America’s Jails and Insane help flesh out new perspectives and ideas for improving the plight of all incarcerees. Jeffreys does not recommend that jails be abolished altogether. He begrudgingly acknowledges that jails are needed for public safety purposes. The author enumerates a number of reasonable and practicable recommendations for ameliorating the conditions of America’s jails. These include reducing jail populations by implementing pretrial diversionary programs and extensive bail reform measures, as well as rescinding policies that promote aggressive policing tactics, such as broken windows policing. However, in Jeffreys’s paradigm, the only real solution to the jail crisis is to affirm and respect the inherent humanity of detainees. Both authors focus principally on detainees with mental illness who represent a large percentage of people behind bars. National studies suggest that approximately 14% of male jail detainees and 31% of female detainees suffer from mental illness (Safety and Justice Challenge, 2019).

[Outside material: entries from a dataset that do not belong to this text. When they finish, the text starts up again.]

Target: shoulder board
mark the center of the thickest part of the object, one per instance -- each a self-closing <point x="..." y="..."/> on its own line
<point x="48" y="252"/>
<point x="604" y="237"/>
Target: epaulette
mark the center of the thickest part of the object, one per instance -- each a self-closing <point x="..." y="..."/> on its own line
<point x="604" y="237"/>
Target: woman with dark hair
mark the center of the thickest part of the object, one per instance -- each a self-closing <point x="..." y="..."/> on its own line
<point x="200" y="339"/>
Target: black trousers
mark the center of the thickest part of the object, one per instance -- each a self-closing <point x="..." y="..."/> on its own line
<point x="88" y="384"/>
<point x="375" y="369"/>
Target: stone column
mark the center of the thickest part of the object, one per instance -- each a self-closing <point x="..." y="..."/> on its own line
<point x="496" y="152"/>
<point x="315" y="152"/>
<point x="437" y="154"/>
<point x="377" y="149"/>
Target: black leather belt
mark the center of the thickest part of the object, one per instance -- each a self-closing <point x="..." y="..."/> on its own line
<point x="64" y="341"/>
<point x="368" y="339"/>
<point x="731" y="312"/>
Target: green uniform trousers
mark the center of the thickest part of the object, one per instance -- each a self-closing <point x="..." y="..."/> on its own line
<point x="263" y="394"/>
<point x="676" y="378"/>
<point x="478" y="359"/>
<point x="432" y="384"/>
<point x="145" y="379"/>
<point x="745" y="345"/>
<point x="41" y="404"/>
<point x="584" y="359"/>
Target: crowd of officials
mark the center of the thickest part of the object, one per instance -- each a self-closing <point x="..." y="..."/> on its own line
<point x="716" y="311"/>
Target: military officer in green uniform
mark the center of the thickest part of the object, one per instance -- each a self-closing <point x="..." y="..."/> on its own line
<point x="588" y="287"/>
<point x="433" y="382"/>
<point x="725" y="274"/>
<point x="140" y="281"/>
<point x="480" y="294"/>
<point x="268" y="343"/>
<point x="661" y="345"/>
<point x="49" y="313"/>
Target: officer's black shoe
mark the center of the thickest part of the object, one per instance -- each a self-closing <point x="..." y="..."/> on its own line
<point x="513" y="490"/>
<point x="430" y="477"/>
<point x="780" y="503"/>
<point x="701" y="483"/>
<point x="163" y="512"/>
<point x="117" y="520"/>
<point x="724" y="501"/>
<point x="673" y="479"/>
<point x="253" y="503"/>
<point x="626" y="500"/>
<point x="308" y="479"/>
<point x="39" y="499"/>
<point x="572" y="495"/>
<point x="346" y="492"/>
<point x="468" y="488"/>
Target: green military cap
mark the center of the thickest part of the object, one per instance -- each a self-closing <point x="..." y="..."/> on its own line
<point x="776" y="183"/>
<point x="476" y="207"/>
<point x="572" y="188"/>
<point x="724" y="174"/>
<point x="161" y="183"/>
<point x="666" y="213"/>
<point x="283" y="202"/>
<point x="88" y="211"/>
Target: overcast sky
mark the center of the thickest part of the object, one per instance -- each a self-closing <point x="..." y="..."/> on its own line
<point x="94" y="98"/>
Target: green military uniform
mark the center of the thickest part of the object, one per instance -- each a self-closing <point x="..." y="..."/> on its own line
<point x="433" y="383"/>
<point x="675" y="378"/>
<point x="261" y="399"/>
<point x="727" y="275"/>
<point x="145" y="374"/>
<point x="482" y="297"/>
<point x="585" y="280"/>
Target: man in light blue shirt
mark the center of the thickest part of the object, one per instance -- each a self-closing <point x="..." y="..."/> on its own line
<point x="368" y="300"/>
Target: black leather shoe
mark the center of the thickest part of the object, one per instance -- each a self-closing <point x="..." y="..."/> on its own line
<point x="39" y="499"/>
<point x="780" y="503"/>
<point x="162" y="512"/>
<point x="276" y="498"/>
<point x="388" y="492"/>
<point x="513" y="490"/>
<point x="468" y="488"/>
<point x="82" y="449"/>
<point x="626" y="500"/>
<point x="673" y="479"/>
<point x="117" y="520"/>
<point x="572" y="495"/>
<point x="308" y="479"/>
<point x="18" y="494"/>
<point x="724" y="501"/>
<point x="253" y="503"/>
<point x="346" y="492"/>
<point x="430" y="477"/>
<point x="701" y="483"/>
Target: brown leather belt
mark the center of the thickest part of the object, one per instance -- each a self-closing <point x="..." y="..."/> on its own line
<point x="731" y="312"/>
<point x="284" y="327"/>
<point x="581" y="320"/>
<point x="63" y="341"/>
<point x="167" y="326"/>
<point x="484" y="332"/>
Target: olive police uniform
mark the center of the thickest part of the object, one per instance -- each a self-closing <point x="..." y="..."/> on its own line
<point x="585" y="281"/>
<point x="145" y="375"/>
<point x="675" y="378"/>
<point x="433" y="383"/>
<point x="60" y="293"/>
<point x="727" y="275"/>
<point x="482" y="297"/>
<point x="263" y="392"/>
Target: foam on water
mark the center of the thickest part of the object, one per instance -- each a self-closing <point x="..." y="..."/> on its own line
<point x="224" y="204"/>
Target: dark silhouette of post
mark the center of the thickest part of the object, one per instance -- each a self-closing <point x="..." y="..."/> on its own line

The authors recommend lowering the overall correctional population thorough diversionary police and court programs, which perforce will decrease the proportion of detainees with mental disorders. In addition, they recommend that federal and state governments define mental illness as a serious public health problem. Furthermore, they argue that there should be more funding for community-based programs and long-term institutional care for people with the most intractable psychiatric illnesses, who are also the most likely arrestees to become chronic habitués of the mental health system and the criminal justice system. Roth and Jeffreys are hopeful for change while still maintaining a sense of realism when it comes to the forces that render such changes so formidable.